I have an NIDS or network intrusion detection system to be set up on my LAN. The NIDS is to be placed in betwn my router and firewall.

i have 3 subnets.
192.168.......
-0.0
-1.0
-2.0

i have installed 3 NICs in my nids machine. currently im testing one of the subnets first. i have managed to ping .1 subnet to .0 subnet. Tried applying the NAT technique and masquerading method but i still cant access the internet when i use a machine on the .1 subnet to access say yahoo.com.

i heard that an private address cant be routed and not sure if it has anything to do with this. Sorry if i sound "duhz" but im a total newbie to all these. Hope some one can guide me along on this.

Probably a lil explanation as well . Thanxs.

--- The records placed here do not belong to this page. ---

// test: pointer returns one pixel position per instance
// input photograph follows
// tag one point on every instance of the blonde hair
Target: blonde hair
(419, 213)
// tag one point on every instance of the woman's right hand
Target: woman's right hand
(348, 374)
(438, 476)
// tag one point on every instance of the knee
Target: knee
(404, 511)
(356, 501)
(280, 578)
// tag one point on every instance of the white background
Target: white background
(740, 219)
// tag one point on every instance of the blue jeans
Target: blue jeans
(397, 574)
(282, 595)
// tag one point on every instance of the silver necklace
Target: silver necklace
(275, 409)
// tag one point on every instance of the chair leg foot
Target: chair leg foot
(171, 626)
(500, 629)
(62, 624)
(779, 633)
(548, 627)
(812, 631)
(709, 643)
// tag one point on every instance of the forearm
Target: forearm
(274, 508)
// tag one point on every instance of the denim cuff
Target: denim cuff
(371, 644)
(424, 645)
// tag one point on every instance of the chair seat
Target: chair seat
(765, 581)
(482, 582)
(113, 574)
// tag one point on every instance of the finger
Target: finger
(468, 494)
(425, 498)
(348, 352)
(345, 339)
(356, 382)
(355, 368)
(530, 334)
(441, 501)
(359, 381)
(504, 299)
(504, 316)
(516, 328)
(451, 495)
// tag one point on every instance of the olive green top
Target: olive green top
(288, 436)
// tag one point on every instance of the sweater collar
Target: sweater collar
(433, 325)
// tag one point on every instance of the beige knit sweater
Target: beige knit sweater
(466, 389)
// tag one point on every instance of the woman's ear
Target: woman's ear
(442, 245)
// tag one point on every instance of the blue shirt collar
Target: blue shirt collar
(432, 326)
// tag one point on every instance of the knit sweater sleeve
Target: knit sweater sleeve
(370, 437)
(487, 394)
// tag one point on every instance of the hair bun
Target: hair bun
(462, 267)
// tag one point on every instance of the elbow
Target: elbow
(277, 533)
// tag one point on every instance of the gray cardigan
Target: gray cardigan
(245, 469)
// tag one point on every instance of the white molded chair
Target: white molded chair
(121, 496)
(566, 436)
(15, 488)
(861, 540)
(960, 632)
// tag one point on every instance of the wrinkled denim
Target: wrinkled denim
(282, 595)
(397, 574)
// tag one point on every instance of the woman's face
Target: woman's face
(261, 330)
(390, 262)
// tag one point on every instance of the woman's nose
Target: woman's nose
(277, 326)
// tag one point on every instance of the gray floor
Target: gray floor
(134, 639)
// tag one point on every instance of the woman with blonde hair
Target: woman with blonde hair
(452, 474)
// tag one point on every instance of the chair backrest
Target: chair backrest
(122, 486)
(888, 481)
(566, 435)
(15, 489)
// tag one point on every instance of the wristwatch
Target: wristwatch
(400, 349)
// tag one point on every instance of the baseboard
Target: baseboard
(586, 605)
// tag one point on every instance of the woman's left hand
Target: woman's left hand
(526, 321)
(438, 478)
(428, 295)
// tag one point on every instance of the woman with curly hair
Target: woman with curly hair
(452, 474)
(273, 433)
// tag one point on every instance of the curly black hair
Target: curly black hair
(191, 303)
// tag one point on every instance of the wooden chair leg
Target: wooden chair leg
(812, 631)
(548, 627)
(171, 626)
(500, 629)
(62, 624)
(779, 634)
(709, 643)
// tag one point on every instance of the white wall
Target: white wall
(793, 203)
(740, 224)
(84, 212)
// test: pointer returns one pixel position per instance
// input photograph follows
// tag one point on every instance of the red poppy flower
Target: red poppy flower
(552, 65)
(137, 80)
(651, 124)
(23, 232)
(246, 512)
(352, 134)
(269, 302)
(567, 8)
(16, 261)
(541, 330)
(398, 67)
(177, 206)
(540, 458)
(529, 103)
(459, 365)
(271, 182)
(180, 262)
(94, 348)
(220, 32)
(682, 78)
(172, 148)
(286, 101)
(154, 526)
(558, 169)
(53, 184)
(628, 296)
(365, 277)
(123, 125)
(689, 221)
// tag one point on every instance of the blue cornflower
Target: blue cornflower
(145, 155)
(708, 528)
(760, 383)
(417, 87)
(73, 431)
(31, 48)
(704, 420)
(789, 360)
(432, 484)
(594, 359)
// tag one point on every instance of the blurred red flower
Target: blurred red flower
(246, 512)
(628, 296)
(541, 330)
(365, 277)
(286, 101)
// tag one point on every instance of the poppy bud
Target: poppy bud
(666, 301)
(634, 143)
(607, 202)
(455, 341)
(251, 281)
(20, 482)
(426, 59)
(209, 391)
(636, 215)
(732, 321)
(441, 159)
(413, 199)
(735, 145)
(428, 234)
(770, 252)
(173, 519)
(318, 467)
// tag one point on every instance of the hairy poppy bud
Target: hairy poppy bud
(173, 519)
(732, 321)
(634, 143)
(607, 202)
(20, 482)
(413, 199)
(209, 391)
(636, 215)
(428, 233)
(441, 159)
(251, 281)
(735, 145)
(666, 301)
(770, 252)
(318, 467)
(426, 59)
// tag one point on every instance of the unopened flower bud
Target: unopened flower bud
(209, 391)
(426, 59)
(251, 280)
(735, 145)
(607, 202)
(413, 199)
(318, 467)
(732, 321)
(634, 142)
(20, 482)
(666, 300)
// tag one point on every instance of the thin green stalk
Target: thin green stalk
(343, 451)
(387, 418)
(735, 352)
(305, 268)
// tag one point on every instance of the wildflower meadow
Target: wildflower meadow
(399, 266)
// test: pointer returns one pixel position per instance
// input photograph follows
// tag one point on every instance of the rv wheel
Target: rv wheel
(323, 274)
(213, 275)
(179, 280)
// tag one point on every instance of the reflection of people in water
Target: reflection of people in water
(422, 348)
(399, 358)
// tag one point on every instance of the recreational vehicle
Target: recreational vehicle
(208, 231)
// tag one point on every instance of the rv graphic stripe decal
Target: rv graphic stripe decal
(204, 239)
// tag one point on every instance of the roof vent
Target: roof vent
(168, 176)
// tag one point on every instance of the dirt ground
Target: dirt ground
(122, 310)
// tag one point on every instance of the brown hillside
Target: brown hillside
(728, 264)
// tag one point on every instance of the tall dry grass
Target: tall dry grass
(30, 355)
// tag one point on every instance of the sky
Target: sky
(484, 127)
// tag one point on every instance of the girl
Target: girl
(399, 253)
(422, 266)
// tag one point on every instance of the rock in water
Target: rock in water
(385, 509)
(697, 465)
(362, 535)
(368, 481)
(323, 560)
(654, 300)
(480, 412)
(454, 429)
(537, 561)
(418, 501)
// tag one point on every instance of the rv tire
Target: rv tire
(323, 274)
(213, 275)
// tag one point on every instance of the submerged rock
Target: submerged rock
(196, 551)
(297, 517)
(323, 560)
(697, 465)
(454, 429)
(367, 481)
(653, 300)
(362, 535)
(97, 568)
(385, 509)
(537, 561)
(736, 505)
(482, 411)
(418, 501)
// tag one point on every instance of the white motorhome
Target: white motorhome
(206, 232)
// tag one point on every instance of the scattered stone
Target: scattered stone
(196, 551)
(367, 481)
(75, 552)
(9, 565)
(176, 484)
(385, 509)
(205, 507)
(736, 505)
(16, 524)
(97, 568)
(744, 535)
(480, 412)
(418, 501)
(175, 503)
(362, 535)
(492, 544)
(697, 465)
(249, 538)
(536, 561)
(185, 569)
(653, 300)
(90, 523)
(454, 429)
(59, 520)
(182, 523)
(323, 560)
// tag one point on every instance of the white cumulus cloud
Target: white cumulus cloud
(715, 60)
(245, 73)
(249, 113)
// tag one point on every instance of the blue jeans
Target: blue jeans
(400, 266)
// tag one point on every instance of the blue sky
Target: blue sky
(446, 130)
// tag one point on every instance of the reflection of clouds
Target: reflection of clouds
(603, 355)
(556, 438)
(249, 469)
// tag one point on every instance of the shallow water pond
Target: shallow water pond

NAT should route all private IP's and make them appear as your actual external IP.
You have a NIDS machine (3 nics) between router and firewall? What router? What kind of firewall? My firewalls are usually a GNU/Linux or BSD machine with multiple nics. Why not put the extra nics in the firewall and route through that?

Router(X.X.0.1)
|
| (192.168.0.0/24)
NIDS machine------------------------------ Lan2
|
|
Lan 1 (192.168.1.0/24)

Forget about the firewall thing first. Presently my nids machine is using redhat 9.0 and can surf the net. im trying to NAT the thing to allow a comp frm say lan1 to access the net through my nids machine. But how do i do that? i've basically typed lots of rules and chains (that's wat they're called right?) using iptables and masquerading, nothing happens.

Maybe anyone could suggest a chain that i could try? Im not vv comp savvy, let alone good at networking. Probably through your help i might start to see the big pic. Thanxs alot.